Some of these fans were even camped out overnight in the arena parking lot, in order to be first in line for a prime seat to catch a glimpse of their skating hero Yuzuru Hanyu. A crowd of adoring fans, many of whom had travelled from Japan, were anxious to see the debut of Hanyu's two new programs.
I wondered what would drive a two-time and defending Olympic champion to continue? The truth of the matter is that Hanyu isn't finished with the sport and seemingly has things left to share. His trick this season had to be figuring out how to evolve as an athlete and artist and to persist in breaking new ground.
Grabbing from the past
Interestingly, moving forward for Hanyu includes looking back at the generation that came before him. For this season, each program is a tribute of sorts to a couple of Hanyu's skating idols — Johnny Weir in the short program and Evgeny Plushenko in the free.
The short program took place on Friday with Hanyu the non-disputed star of the men's event. The goal for all the skaters in these early season competitions is to get some mileage on the programs and to test if they reach the maximum in their score.
There is nothing for which Hanyu could qualify by competing; it was simply an opportunity to compete.
Hanyu's winning short program was beautiful, but even by his own admission, not perfect. For me, I wanted to see if Hanyu could still hold my interest. That he did.
There is something about this man's skating that commands not only respect but your full attention. No tweeting, no texting, no chatting — just spellbound observation.
'Continues to raise the bar'
World 2003 ice dance champion Shae-Lynn Bourne was called on again to choreograph for Hanyu. It was her work on Hanyu's free program that helped him clinch his second Olympic title in Pyeongchang this past February.
"Yuzuru continues to raise the bar in men's figure skating. Because of what he does, the rest of the men do what they do. He's bringing light and energy to the sport in a positive way," said Bourne.

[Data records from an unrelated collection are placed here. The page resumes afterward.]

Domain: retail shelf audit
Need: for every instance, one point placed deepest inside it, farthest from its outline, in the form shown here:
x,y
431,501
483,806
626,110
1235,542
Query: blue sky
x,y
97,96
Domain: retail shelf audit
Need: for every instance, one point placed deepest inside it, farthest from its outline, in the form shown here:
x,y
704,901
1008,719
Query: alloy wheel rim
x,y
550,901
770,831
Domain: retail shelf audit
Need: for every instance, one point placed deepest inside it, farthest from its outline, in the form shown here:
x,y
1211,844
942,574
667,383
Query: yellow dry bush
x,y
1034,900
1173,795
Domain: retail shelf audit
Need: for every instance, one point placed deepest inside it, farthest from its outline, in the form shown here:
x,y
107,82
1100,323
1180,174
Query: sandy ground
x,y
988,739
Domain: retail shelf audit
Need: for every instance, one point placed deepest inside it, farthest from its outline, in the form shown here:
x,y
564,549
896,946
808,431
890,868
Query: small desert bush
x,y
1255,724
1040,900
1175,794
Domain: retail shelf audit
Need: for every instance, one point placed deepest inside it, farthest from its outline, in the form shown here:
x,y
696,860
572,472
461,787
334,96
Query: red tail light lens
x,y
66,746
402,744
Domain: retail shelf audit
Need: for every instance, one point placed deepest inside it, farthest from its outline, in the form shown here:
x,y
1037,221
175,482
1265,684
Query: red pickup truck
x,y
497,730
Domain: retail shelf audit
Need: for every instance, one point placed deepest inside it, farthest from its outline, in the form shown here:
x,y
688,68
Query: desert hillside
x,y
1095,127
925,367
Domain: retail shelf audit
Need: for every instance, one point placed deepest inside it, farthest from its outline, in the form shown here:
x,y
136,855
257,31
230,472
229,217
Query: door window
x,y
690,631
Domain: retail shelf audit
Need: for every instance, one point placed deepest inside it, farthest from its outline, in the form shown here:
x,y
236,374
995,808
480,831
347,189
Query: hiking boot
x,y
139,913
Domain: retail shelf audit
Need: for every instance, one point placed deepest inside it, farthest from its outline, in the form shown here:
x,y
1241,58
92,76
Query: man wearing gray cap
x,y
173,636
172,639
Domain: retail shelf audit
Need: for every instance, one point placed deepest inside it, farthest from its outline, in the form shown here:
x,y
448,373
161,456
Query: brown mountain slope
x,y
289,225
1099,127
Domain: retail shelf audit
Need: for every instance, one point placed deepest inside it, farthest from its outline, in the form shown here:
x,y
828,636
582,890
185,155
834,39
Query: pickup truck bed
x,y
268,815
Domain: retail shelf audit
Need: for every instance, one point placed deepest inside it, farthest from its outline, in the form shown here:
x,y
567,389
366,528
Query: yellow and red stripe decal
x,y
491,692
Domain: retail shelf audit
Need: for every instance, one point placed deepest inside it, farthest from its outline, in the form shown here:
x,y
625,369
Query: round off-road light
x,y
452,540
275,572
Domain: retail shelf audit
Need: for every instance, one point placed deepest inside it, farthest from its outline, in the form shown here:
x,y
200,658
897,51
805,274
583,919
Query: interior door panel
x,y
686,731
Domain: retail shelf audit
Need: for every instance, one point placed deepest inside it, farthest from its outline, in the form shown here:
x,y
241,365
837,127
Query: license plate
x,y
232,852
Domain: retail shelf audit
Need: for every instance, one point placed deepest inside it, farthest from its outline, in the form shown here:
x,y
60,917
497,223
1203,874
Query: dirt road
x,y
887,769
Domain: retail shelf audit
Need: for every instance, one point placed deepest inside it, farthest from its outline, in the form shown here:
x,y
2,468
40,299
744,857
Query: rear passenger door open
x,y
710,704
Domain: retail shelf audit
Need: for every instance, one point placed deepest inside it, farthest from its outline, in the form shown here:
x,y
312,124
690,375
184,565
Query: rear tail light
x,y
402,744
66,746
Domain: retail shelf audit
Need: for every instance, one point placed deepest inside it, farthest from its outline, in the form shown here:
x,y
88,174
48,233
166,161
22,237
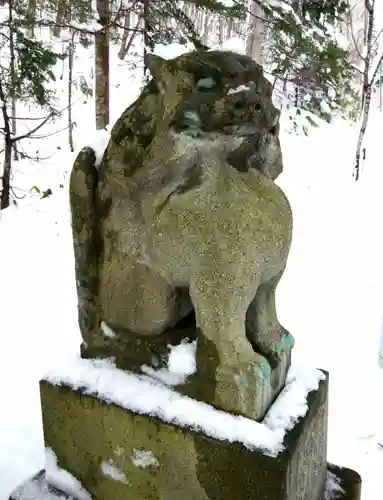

Not to mention fans. Lots and lots of fans.
Hanyu's nod to Olympic and world champion Plushenko in the free program is in using the same music from Plushenko's 2003-04 season.
"In feeling the spirit of the music," said Bourne, "Plushenko did his program as a tribute to Nijinsky, the ballet dancer."
Bourne's take on the music was very different.
In Bourne's mind, the music sounded epic and on the suggestion of her husband Bohdan Turok, she looked to Japanese mythology for a storyline. She was inspired by Kojiki, the Japanese Account of Ancient Matters, which chronicles the mythical creation of Japan.
She could envision that creation and wanted to illuminate it through movement on the ice. Although she won't speak for how Hanyu interprets the music, she offers theirs was a rich collaboration in creating the movement and the program's framework.
"I want the audience to feel 'change,'" Bourne said. "I want people to see something different in his [Hanyu's] skating. I want them to see his package of skills as a skater. He has musicality that is beautiful. He feels it."
As Hanyu skated, we did too.
Although there were some technical errors in Hanyu's free program, he had created enough of a buffer with his lead in the short program to stay in first place overall. As one of the best ever, I am not worried in the short term about Hanyu's ability to stay competitive.
Hanyu's program component were the highest marks in the event by more than six points. This is the area of skating where legends and legendary programs are made. Again.